Valleywise Health

Tempe, Arizona, United States

Clinical Denials Coordinator

Posted over 1 month ago

Sorry, this job has expired.

Job Description

Facility: Tempe Diablo Technology Park

Department: Patient Financial Services

Schedule: Regular PT 20 Hours Per Week

Shifts: Days

Under the direction of the Chief Medical Officer, VP of Behavioral Health Services, and the Director of Patient Financial Services, the Clinical Denials Coordinator addresses clinical payment denials and intervenes to maximize reimbursement for the services rendered by the hospital.
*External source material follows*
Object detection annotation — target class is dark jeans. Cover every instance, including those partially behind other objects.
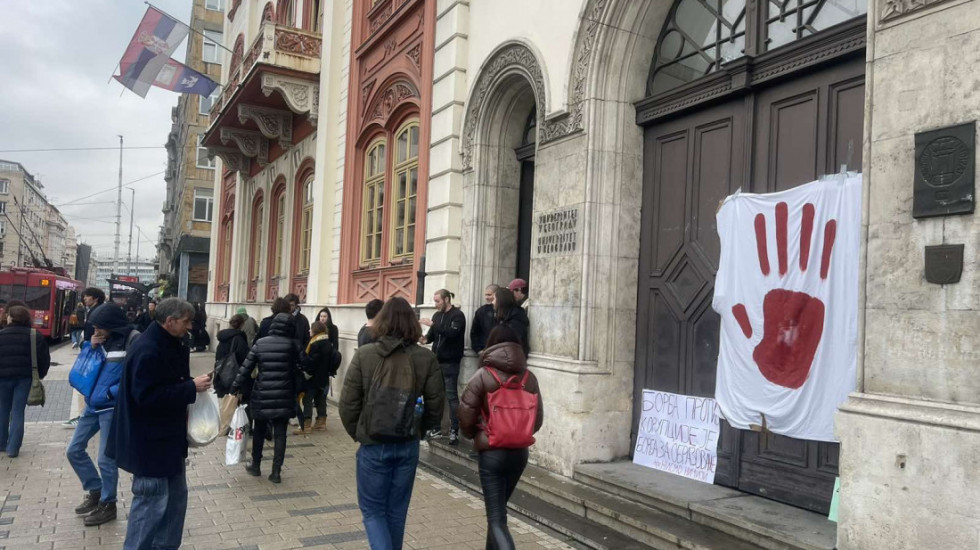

This position also serves as a clinical expert on medical necessity criteria, inpatient/observation criteria, Medicare/Medicaid rules and regulations, and emergency criteria for the Federal Emergency Services program.
Annual Salary Range: $71,032.00 - $104,769.60
Qualifications
Education:
  • Requires a bachelors degree in nursing or related field.
Experience:
  • Must have a minimum of three (3) years of progressively responsible case management experience, predominately in an acute care setting, that demonstrates a strong understanding of the required knowledge, skills, and abilities.
  • Prefer three to five (3-5) years of experience in utilization management and/or one to two (1-2) years of experience in denials management and claim disputes within an acute care setting or payer environment.
Certification/Licensure:
  • Must possess a current, valid AZ RN license, temporary AZ RN license, or valid compact RN licensure for the current state of practice.
  • Must be in good standing with the issuing Board of Nursing.
  • Certification in Utilization Review and/or Case Management is preferred.
Knowledge, Skills, and Abilities:
  • Requires a broad clinical background and Adult and Pediatric Acute Care InterQual Level of Care Criteria expertise.
  • Must also be familiar with inpatient behavioral health admission criteria and the court ordered process for mental health treatment in the state of Arizona.
  • Requires analytical and critical thinking skills which take into consideration additional factors that support medical necessity for inpatient/observation services.
  • Must be knowledgeable of Medicare/Medicaid rules and regulations, AHDS/DBHS RBHA guidelines, and commercial payer coverage guidelines and possess a strong understanding of the claim dispute process for the various payers.
  • Must possess strong oral and written communication skills.
  • Must have the ability to maintain professional rapport with physicians and possess strong interpersonal skills with the ability to communicate effectively with all levels of staff to secure clinical and non-clinical information required to dispute medical necessity denials.
  • Requires excellent organizational skills and the ability to work independently.
  • Requires effective negotiating skills and the ability to resolve difficult claim issues.
  • Must have strong computer skills, including Microsoft Office, Microsoft Word, and Microsoft Excel.
  • Knowledge and experience with Epic and Midas+ are preferred.
  • Requires the ability to read, write, and speak effectively in English.